Pros: Fast, predictable, no external calls at ingestion time, good baseline for prototyping.
Cons: Breaks semantic units mid-sentence or mid-paragraph, poor for structured documents.
Recommended for: Homogeneous plain-text corpora where ingestion speed matters more than precision. Use as a starting baseline before evaluating alternatives.
A 2025 Vectara/NAACL paper found that fixed 200-word chunks matched or outperformed semantic chunking on general-purpose retrieval and answer generation tasks, which is a useful reminder to benchmark before assuming complexity is needed.
Recursive Character Chunking
Applies a prioritized list of separators in order: paragraph breaks, then line breaks, then spaces. If a resulting segment exceeds the target size, it is recursively split using the next delimiter in the list.
Pros: Respects natural language structure better than fixed-size while remaining simple. No embedding API calls at ingestion. Commonly used as the production default in LangChain and LlamaIndex.
Cons: Produces variable-length chunks. Does not detect topic shifts.
Recommended for: General-purpose RAG pipelines as the starting point. The benchmark-validated default is 512 tokens with 10 to 20 percent overlap (roughly 50 to 100 tokens).
Semantic Chunking
Uses an embedding model during ingestion to detect topic shifts. Sentence-level embeddings are computed and cosine similarity between adjacent sentences is measured. Where similarity drops below a threshold, a chunk boundary is placed.

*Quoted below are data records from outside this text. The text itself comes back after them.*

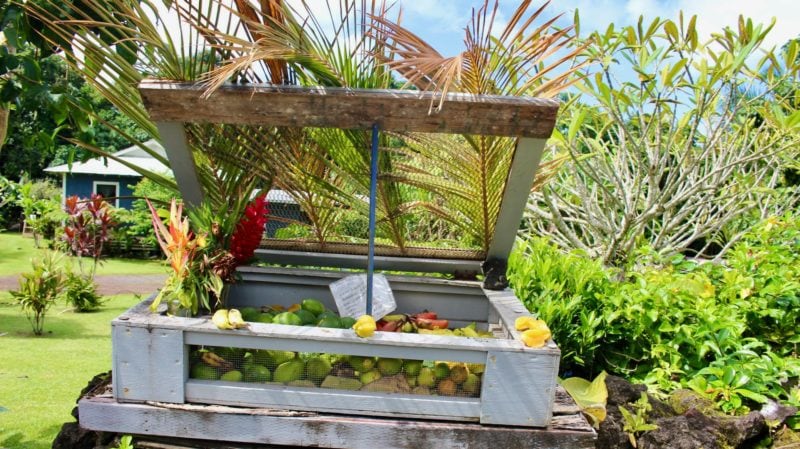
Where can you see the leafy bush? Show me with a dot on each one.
(727, 331)
(136, 225)
(566, 290)
(39, 289)
(87, 229)
(41, 203)
(80, 292)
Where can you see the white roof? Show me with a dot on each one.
(107, 166)
(137, 156)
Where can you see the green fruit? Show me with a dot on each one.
(447, 387)
(204, 372)
(390, 367)
(458, 374)
(306, 317)
(287, 318)
(262, 357)
(370, 376)
(264, 318)
(302, 383)
(341, 383)
(441, 370)
(330, 321)
(280, 357)
(327, 313)
(317, 368)
(476, 368)
(471, 386)
(312, 305)
(347, 322)
(426, 377)
(230, 354)
(257, 373)
(232, 376)
(362, 364)
(289, 371)
(412, 367)
(249, 313)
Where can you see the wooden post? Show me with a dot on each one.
(173, 136)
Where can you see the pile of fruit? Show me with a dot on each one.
(311, 312)
(341, 372)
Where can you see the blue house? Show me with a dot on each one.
(112, 178)
(109, 177)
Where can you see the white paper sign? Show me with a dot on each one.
(350, 294)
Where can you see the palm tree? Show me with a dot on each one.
(459, 179)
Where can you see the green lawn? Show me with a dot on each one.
(16, 252)
(41, 377)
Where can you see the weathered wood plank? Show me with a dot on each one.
(333, 401)
(453, 300)
(515, 196)
(417, 264)
(507, 308)
(148, 364)
(518, 389)
(181, 161)
(329, 431)
(392, 110)
(203, 329)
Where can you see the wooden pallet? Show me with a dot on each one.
(182, 426)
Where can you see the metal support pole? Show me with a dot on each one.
(373, 195)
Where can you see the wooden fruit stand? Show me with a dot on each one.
(517, 406)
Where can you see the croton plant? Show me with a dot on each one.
(204, 248)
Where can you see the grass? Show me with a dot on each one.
(16, 252)
(41, 377)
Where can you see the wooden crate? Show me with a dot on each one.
(151, 352)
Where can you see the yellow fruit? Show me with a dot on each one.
(235, 319)
(536, 336)
(220, 319)
(365, 326)
(294, 308)
(525, 322)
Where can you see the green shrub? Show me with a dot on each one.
(39, 289)
(81, 293)
(566, 290)
(729, 331)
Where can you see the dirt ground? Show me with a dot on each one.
(141, 284)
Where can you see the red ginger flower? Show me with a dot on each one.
(249, 230)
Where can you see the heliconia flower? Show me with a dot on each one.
(249, 230)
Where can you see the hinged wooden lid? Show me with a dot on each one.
(530, 120)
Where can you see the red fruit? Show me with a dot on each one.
(432, 324)
(386, 326)
(427, 315)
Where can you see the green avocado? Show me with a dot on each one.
(249, 313)
(289, 371)
(330, 321)
(257, 373)
(312, 305)
(306, 317)
(287, 318)
(204, 372)
(348, 322)
(232, 376)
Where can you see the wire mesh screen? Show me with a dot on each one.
(438, 194)
(336, 371)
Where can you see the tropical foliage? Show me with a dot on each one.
(674, 140)
(727, 331)
(325, 170)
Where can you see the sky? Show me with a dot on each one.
(441, 22)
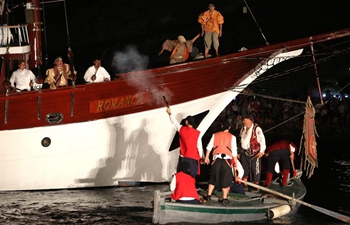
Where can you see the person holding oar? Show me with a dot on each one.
(191, 149)
(253, 145)
(283, 152)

Pros: Chunks stay thematically coherent. Respects topic transitions that paragraph breaks do not capture.
Cons: Requires embedding API calls during ingestion (higher cost and latency). Research results are mixed: a NAACL 2025 paper found that computational costs are not consistently justified by retrieval gains across general corpora. A domain-specific clinical study (MDPI Bioengineering, November 2025) found that adaptive chunking aligned to logical topic boundaries hit 87% accuracy versus 13% for fixed-size, illustrating that the benefit is domain-dependent.
Recommended for: High-value corpora where semantic coherence is critical (clinical notes, scientific papers, legal documents) and where you can afford to benchmark the gain. Always compare against recursive chunking on your specific corpus before committing.

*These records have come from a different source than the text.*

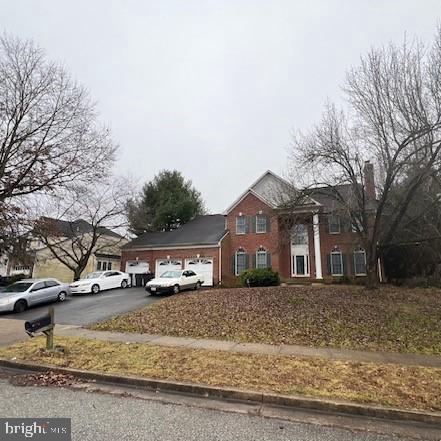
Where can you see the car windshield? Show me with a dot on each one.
(171, 274)
(94, 275)
(18, 287)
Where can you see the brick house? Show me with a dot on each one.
(199, 245)
(313, 240)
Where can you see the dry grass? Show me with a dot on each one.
(389, 319)
(391, 385)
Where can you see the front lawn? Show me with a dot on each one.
(406, 387)
(389, 319)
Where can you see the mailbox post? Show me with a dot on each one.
(45, 325)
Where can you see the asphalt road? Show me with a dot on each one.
(86, 309)
(106, 417)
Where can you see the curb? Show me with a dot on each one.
(229, 394)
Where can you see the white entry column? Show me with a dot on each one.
(317, 248)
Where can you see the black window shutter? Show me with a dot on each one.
(345, 265)
(252, 224)
(346, 225)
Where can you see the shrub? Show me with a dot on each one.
(260, 277)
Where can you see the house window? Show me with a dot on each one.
(334, 223)
(103, 265)
(241, 225)
(261, 258)
(261, 223)
(299, 235)
(336, 263)
(360, 262)
(241, 262)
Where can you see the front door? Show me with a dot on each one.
(300, 251)
(300, 265)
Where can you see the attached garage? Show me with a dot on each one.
(163, 265)
(202, 266)
(196, 245)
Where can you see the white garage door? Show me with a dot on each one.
(202, 266)
(137, 267)
(163, 265)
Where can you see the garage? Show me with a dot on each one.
(202, 266)
(163, 265)
(138, 271)
(195, 245)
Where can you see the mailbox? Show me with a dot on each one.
(43, 324)
(39, 324)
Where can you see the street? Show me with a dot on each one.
(98, 416)
(86, 309)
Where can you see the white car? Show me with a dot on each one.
(175, 281)
(100, 281)
(29, 292)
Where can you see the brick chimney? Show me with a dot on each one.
(369, 181)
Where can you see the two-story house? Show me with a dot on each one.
(259, 230)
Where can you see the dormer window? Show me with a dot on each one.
(334, 224)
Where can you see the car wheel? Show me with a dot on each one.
(20, 306)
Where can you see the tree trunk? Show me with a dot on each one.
(372, 272)
(77, 272)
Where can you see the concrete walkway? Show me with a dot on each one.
(12, 331)
(253, 348)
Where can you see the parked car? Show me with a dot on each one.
(21, 295)
(100, 281)
(175, 281)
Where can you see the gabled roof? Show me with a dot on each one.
(272, 190)
(203, 230)
(72, 228)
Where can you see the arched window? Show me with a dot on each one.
(240, 259)
(261, 258)
(360, 262)
(336, 263)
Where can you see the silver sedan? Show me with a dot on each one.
(29, 292)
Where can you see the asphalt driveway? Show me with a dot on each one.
(86, 309)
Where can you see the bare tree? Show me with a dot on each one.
(49, 135)
(85, 222)
(393, 119)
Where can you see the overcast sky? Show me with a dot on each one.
(212, 88)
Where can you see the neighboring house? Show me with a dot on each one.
(199, 244)
(45, 264)
(255, 232)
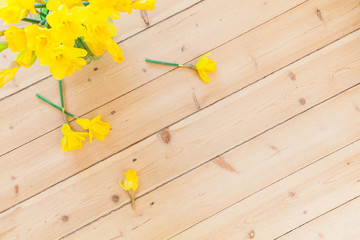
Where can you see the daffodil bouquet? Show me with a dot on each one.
(65, 35)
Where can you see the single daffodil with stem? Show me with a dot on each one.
(203, 66)
(131, 183)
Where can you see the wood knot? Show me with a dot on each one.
(302, 101)
(165, 136)
(252, 234)
(115, 198)
(65, 218)
(292, 76)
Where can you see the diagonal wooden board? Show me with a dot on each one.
(128, 25)
(340, 223)
(89, 89)
(286, 204)
(49, 169)
(153, 154)
(267, 186)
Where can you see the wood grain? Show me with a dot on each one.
(83, 196)
(128, 26)
(127, 109)
(91, 89)
(262, 208)
(340, 223)
(44, 169)
(286, 204)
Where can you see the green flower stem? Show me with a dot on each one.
(62, 101)
(61, 94)
(41, 14)
(39, 5)
(31, 20)
(54, 105)
(132, 198)
(163, 63)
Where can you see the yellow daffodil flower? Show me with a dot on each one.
(96, 127)
(16, 38)
(41, 40)
(123, 6)
(53, 5)
(8, 74)
(131, 183)
(64, 61)
(205, 66)
(72, 140)
(144, 4)
(26, 58)
(12, 11)
(115, 51)
(66, 24)
(99, 36)
(3, 46)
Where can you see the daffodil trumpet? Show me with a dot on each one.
(54, 105)
(131, 183)
(203, 66)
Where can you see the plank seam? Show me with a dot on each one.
(353, 199)
(181, 119)
(236, 146)
(262, 189)
(142, 85)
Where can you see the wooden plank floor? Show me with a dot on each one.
(269, 149)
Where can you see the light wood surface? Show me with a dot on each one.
(269, 149)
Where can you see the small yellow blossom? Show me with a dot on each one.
(205, 66)
(64, 61)
(96, 127)
(3, 45)
(16, 38)
(72, 140)
(53, 5)
(8, 74)
(12, 11)
(66, 24)
(26, 58)
(98, 36)
(131, 183)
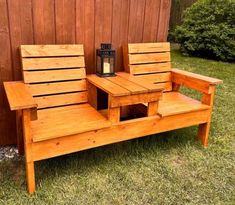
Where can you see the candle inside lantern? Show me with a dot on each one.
(106, 66)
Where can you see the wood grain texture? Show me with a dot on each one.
(52, 63)
(51, 50)
(133, 129)
(61, 100)
(107, 86)
(52, 124)
(58, 87)
(136, 21)
(65, 21)
(19, 96)
(53, 75)
(70, 21)
(44, 21)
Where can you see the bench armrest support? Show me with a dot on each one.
(194, 81)
(19, 96)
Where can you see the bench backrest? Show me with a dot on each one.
(55, 74)
(149, 61)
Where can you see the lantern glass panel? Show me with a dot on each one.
(106, 65)
(98, 65)
(111, 60)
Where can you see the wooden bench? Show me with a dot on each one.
(151, 62)
(56, 103)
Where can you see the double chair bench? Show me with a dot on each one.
(56, 103)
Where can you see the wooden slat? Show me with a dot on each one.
(63, 99)
(148, 47)
(133, 129)
(150, 68)
(50, 63)
(166, 86)
(173, 103)
(107, 86)
(44, 31)
(185, 75)
(152, 8)
(149, 58)
(65, 20)
(51, 50)
(150, 86)
(155, 78)
(135, 99)
(53, 75)
(60, 87)
(136, 20)
(19, 96)
(131, 86)
(59, 122)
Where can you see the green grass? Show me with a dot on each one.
(168, 168)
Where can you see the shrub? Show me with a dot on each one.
(208, 30)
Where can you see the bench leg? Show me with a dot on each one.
(204, 129)
(29, 163)
(203, 133)
(19, 132)
(30, 175)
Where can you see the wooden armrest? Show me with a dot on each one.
(107, 86)
(19, 96)
(195, 81)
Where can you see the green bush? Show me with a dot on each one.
(208, 30)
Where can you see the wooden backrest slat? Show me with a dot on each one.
(51, 50)
(149, 61)
(150, 68)
(52, 63)
(149, 58)
(148, 47)
(55, 74)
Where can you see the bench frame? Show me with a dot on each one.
(21, 101)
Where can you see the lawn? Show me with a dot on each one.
(168, 168)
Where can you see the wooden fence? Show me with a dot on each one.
(72, 21)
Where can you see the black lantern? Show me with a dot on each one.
(105, 60)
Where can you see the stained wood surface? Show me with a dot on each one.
(52, 63)
(133, 129)
(149, 62)
(182, 75)
(79, 118)
(53, 75)
(51, 50)
(55, 88)
(107, 86)
(19, 96)
(142, 82)
(73, 22)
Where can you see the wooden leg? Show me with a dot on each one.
(30, 176)
(203, 133)
(114, 114)
(204, 129)
(152, 108)
(92, 95)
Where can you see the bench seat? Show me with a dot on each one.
(67, 120)
(173, 103)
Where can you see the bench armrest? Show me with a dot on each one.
(195, 81)
(19, 96)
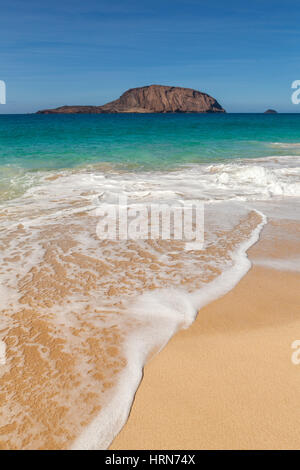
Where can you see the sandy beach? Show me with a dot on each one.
(227, 382)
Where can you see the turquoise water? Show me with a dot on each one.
(29, 143)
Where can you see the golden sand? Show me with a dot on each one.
(228, 382)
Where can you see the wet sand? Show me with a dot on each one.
(228, 381)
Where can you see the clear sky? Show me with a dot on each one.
(245, 53)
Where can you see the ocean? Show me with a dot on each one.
(82, 315)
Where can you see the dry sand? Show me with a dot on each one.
(228, 381)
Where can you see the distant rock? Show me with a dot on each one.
(150, 99)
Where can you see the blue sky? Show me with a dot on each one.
(245, 53)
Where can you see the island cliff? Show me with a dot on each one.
(150, 99)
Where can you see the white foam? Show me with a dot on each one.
(166, 312)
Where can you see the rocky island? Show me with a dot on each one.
(150, 99)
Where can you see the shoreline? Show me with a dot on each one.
(238, 387)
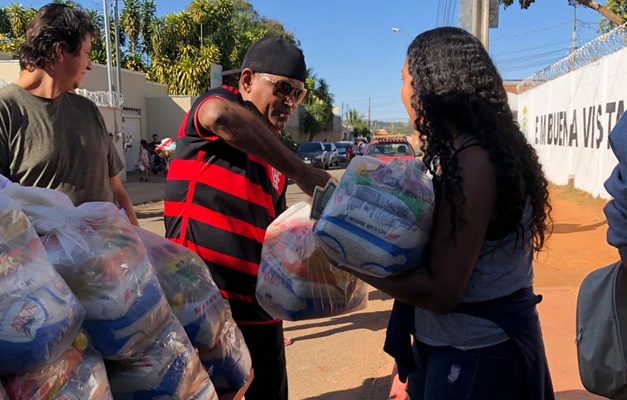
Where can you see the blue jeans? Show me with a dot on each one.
(447, 373)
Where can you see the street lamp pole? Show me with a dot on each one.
(400, 30)
(105, 7)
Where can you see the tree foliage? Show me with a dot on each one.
(178, 49)
(614, 12)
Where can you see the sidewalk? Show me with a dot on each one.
(341, 358)
(144, 192)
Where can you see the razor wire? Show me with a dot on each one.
(592, 51)
(100, 97)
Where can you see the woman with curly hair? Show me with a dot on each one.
(470, 307)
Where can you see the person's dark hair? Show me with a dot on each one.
(54, 25)
(458, 89)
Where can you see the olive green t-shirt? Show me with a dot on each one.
(60, 143)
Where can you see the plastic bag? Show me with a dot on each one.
(95, 249)
(167, 369)
(229, 363)
(191, 292)
(90, 381)
(39, 314)
(296, 280)
(3, 393)
(379, 218)
(77, 374)
(166, 148)
(106, 265)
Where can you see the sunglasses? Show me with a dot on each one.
(284, 88)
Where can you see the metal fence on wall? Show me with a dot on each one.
(592, 51)
(101, 98)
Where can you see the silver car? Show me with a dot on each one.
(334, 156)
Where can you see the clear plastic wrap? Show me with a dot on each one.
(3, 393)
(187, 283)
(229, 363)
(379, 218)
(167, 369)
(296, 280)
(76, 375)
(39, 314)
(97, 252)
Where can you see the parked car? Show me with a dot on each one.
(334, 155)
(386, 149)
(345, 150)
(313, 153)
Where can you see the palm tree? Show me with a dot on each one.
(199, 11)
(147, 26)
(18, 19)
(130, 21)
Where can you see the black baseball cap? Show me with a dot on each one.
(277, 56)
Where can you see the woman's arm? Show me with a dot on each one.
(439, 285)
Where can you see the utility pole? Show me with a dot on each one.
(105, 7)
(118, 60)
(368, 114)
(485, 23)
(573, 40)
(476, 18)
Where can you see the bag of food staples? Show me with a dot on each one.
(296, 281)
(379, 218)
(193, 296)
(169, 368)
(39, 314)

Document-Structure-Based Chunking
Derives boundaries from the document's own structure: headings, sections, paragraphs, HTML tags, markdown headers, or table rows. Each structural unit becomes a chunk, up to a maximum size.
Pros: Preserves semantic meaning from the document hierarchy. Keeps tables, code blocks, and numbered lists intact.

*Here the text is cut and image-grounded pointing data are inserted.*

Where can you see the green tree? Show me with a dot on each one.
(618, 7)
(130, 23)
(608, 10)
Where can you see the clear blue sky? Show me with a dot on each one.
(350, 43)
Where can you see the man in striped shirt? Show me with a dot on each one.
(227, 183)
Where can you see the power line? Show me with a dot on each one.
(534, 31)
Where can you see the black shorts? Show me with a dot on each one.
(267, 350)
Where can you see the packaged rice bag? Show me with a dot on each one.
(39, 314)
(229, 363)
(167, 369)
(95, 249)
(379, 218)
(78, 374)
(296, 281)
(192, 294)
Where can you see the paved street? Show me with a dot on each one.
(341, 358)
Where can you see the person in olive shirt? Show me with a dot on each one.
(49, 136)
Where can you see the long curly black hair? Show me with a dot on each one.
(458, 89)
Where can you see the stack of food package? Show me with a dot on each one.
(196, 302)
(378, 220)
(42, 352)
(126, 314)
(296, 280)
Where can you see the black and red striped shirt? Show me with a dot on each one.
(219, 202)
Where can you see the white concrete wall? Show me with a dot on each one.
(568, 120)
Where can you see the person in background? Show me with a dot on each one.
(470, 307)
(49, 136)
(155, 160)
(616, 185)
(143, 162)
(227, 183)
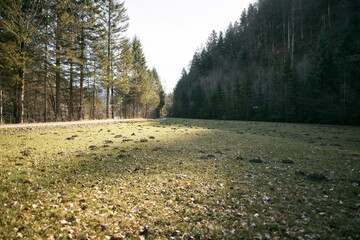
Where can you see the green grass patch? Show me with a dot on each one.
(180, 179)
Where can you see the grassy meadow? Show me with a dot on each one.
(180, 179)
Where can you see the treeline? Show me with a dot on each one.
(70, 59)
(283, 60)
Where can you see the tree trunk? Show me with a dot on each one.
(107, 102)
(94, 89)
(57, 73)
(293, 33)
(45, 82)
(109, 63)
(112, 103)
(46, 66)
(82, 59)
(20, 115)
(71, 103)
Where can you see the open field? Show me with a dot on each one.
(180, 179)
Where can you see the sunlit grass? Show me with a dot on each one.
(180, 179)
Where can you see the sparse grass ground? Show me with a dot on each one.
(180, 179)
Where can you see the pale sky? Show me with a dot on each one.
(172, 30)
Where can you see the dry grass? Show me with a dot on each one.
(180, 179)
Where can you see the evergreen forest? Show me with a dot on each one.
(70, 60)
(283, 60)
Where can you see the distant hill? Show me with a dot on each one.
(290, 61)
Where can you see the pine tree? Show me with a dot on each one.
(115, 22)
(17, 18)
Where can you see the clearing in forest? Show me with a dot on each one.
(180, 179)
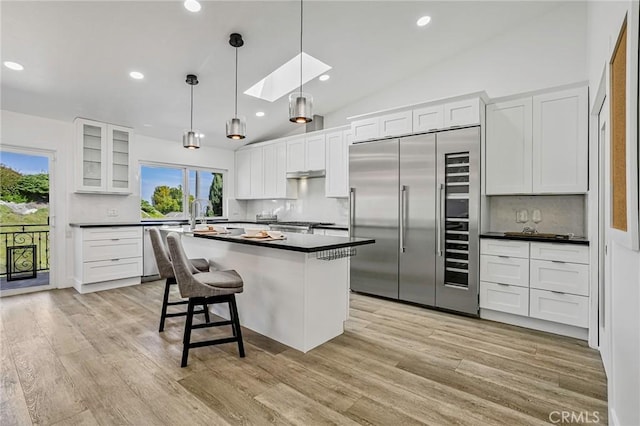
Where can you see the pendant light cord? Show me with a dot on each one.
(301, 46)
(192, 107)
(236, 107)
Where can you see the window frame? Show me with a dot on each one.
(185, 169)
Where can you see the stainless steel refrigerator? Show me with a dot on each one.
(418, 196)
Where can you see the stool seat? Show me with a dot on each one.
(200, 264)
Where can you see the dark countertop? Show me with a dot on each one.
(305, 243)
(501, 236)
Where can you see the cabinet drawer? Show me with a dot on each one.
(504, 270)
(504, 298)
(106, 270)
(565, 277)
(111, 249)
(504, 248)
(563, 308)
(111, 233)
(561, 252)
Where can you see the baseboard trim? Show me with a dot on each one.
(535, 324)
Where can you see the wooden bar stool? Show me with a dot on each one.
(163, 260)
(205, 287)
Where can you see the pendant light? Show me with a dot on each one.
(191, 138)
(300, 103)
(237, 126)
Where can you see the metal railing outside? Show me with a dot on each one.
(24, 250)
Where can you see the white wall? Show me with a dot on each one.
(31, 132)
(604, 20)
(548, 51)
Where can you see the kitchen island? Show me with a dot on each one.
(296, 291)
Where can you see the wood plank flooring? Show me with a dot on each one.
(97, 359)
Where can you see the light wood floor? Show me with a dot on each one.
(71, 359)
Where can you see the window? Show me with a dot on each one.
(167, 192)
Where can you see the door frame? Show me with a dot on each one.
(53, 270)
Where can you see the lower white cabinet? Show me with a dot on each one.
(107, 257)
(550, 283)
(559, 307)
(504, 297)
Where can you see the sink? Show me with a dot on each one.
(538, 235)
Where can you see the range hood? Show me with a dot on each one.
(306, 174)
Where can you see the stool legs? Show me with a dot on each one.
(234, 322)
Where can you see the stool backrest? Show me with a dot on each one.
(163, 260)
(181, 266)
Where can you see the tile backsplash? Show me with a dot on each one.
(559, 214)
(311, 205)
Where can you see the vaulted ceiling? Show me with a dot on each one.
(78, 54)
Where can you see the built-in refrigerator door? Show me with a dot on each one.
(373, 198)
(458, 186)
(418, 219)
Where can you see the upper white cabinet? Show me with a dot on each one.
(538, 145)
(428, 118)
(276, 184)
(261, 173)
(337, 159)
(560, 146)
(306, 153)
(462, 113)
(509, 139)
(442, 115)
(104, 163)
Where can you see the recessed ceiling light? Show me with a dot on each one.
(13, 66)
(423, 21)
(192, 5)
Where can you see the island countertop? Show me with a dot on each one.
(304, 243)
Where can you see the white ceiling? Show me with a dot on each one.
(78, 54)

Cons: Requires structured input. Not applicable to raw unstructured text.
Recommended for: Legal filings, technical manuals, API documentation, financial reports, HTML pages with clear heading hierarchies.
Sentence and Paragraph Chunking
Chunks are aligned to natural linguistic units: individual sentences or single paragraphs. Often used as a base level for hierarchical strategies.
Pros: Each chunk has natural grammatical completeness. Works well with sentence-transformer embedding models that were trained on sentence-length inputs.
Cons: Sentences in isolation may lose context from their surrounding paragraph. Paragraphs can vary widely in length.
LLM-Driven (Agentic) Chunking
An LLM converts the document into atomic propositions (standalone statements that each convey a single fact), then groups those propositions into coherent chunks.
Pros: Highest semantic precision. Handles documents with irregular structure that confuse rule-based approaches.
Cons: Highest cost and latency. Requires a well-crafted extraction prompt. LLM output quality determines chunk quality.
Recommended for: High-value, low-volume corpora where ingestion cost is acceptable. Examples: financial earnings call transcripts, complex regulatory documents.